I remember the first time I discovered BuddyPress. It was several years back and I was working on on a new membership feature for my church’s website. Being a hard core developer, I rolled up my sleeves and started working through how I would handle discussions, notifications, user profiles, and the like. After spending several weekends and evenings hacking on it I decided to check and see what kind of prebuilt solution for this kind of application might already exist (yes this is the problem with developers: code now – research later).

Discovering BuddyPress

It didn’t take long searching for WordPress social platforms for me to come across a fairly popular plugin called BuddyPress.

At first I was skeptical. How could a plugin really do all the things that BuddyPress claims to do… let alone do them well? And how had I not heard about it?

Well, I was pretty humbled and pretty impressed. I installed it on the site and started working on customizing it (I told you I’m a developer, right?).

After several years of working with BuddyPress I’m still excited by it and feel like I have an amazing tool that I can share with others.

So What Exactly is BuddyPress?

BuddyPress is a fully functional, out of the box social network solution for WordPress. Some of the features that it offers are:

  • Extended WordPress user profiles
  • Private messaging between members
  • Activity streams
  • Groups (Public and Private)
  • Notifications
  • And more!

BuddyPress is built in such a way that you can enable any of its features independent of each other.

Now, just because BuddyPress works out of the box doesn’t mean that it will meet your social network needs out of the box. But that’s ok because BuddyPress is built by some of the best minds in the WordPress community. It makes good use of PHP object oriented program (much like WordPress does) so it is very easy to extend and customize.

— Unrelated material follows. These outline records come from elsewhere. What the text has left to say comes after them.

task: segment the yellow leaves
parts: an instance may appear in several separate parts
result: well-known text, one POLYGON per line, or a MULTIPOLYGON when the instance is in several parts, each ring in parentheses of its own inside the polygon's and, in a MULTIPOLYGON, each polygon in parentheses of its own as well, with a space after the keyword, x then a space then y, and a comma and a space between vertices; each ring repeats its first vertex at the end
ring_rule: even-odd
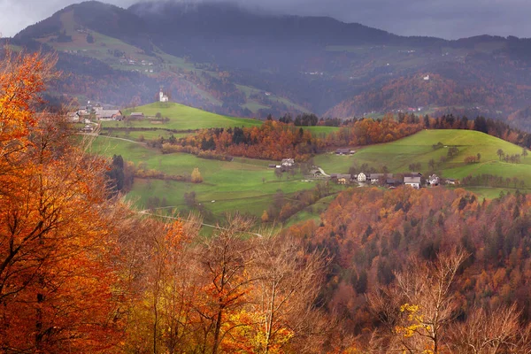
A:
POLYGON ((420 330, 430 330, 430 326, 423 322, 423 316, 419 313, 420 307, 419 305, 404 304, 400 306, 400 312, 405 314, 405 320, 409 322, 409 325, 396 326, 395 327, 396 334, 402 335, 404 338, 409 338, 420 330))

The only issue that I have with BuddyPress so far is that it’s documentation leaves a lot to be desired.

BuddyPress in the Wild

We have been very privileged to work on some AMAZING BuddyPress projects over the past few years. Seeing how our clients use this tool to bring social interaction to their communities has been exciting and inspiring.

Recently we finished up a project with Northeastern University where we helped them leveraged BuddyPress to create a commons for academics and students to collaborate together.

One of my favorite projects we get to work on is StudyChurch. We built a custom API for BuddyPress to power the backend functionality and paired that with a slick Javascript front end interface.